Nintendo slips to $57 million operating loss in H1; bets on Super Mario Run and Switch

Nintendo slumped to an operating loss for the six months ended September 30, 2016, due to a slowdown in sales of video game hardware and software, as well as a relatively stronger yen.

The Kyoto-based company said Wednesday it registered an operating loss of 5.95 billion yen ($57.09 million) between April and September, compared to a profit of 8.98 billion yen a year earlier, while net sales for the period were down 33 percent on-year to 136.81 billion yen.

The bulk of the first half losses in fiscal 2017 came in the April-June quarter this year, when Nintendo slipped to an operating loss of 5.13 billion yen.

Tomohiro Ohsumi | Getty Images

Helping to offset some of the losses was the sale of part of Nintendo's ownership in the company that managed the Seattle Mariners baseball team in the U.S. in August. Nintendo recorded 62.7 billion yen as extraordinary income.

Nintendo also said earnings from affiliates for the first half of fiscal 2017 came in at 12 billion yen, bulk of it coming from the Pokemon business.

For the full fiscal year, Nintendo revised its operating income forecast down to 30 billion yen from a July estimate of 45 billion yen.

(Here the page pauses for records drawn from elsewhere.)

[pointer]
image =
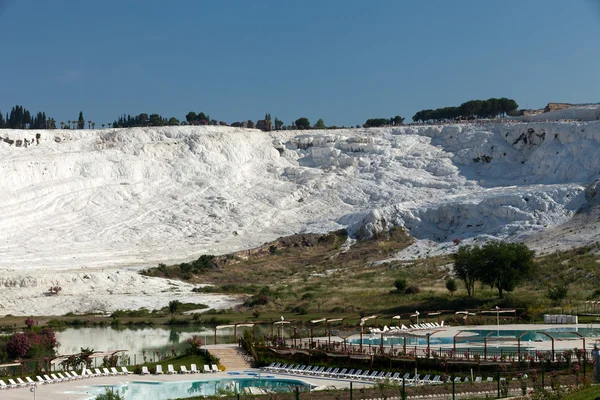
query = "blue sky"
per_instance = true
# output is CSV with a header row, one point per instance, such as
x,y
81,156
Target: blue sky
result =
x,y
340,60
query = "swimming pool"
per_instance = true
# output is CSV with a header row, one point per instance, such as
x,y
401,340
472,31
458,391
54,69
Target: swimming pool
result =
x,y
476,336
182,389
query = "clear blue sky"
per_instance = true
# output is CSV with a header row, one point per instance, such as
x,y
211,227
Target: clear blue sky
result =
x,y
340,60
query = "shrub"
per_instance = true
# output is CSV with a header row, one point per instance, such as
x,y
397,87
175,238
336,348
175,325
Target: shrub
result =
x,y
300,310
196,344
18,345
451,285
400,285
412,290
558,293
110,394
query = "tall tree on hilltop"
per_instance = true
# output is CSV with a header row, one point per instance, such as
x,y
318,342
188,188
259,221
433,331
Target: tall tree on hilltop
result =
x,y
278,124
302,123
80,121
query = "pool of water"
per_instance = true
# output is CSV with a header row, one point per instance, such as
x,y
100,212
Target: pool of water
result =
x,y
173,390
476,337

Atul Goyal, an analyst at Jefferies, told CNBC's "The Rundown" on Wednesday before the earnings release that Nintendo's operations would likely start to pick up from the October-December quarter, as the company gears up for the launch of its first mobile game built in-house.

Mobile as the future for Nintendo

In September, Nintendo announced it would release a mobile game, Super Mario Run, in December, featuring one of its most popular game characters.

The game will launch on Apple's iOS platform and was developed with Mario creator, Shigeru Miyamoto, at the helm. Users will have to pay a set purchase price to enjoy all of the content available in the initial release; beyond that, Nintendo did not provide any information.

Goyal believed the shift to mobile will unlock Nintendo's true value. "When it comes to the casual game user market, the biggest owner of relevant intellectual property is Nintendo," he said.

The storied game-maker pushed into smartphone apps and games by partnering up with mobile firm DeNA in 2015 and enjoyed a surge of popularity this year from the successful launch of the Pokemon Go mobile game, developed by Niantic.

Nintendo's overall dedicated video game hardware sales fell 56.3 percent on-year in the first half of fiscal 2017, while dedicated software sales dropped 46.52 percent.

Against this backdrop, the company said Pokemon Go led to increased sales of software in the Pokemon series and drove hardware sales growth for the 3DS game console family outside Japan.

"Consoles will cover the costs [while] the real upside is from the new business that is going to be on mobile, and Super Mario Run is the beginning," said Goyal.

Nintendo previously said it has plans to release mobile games for other series such as Animal Crossing and Fire Emblem by March 2017.

The 'confusing' Switch

Last week, Nintendo teased its upcoming hybrid gaming console, the Nintendo Switch. Reuters reported on Wednesday that Nintendo expects to ship about 2 million units of Switch consoles by March 2017, but not everyone has been impressed with the device.

"We think it's a confusing product," Amir Anvarzdeh, director of Japan equity sales at BGC Securities in Singapore, told CNBC's "Capital Connection." "We don't think it really targets the casual gamers."

Anvarzdeh said he was concerned that the Switch, which is likely going to be the follow up console to the popular 3DS, would not be able to match the latter in terms of sales, which would then eat into Nintendo's profitability.

In the first half of fiscal 2017, Nintendo sold about 2.7 million consoles of the 3DS family.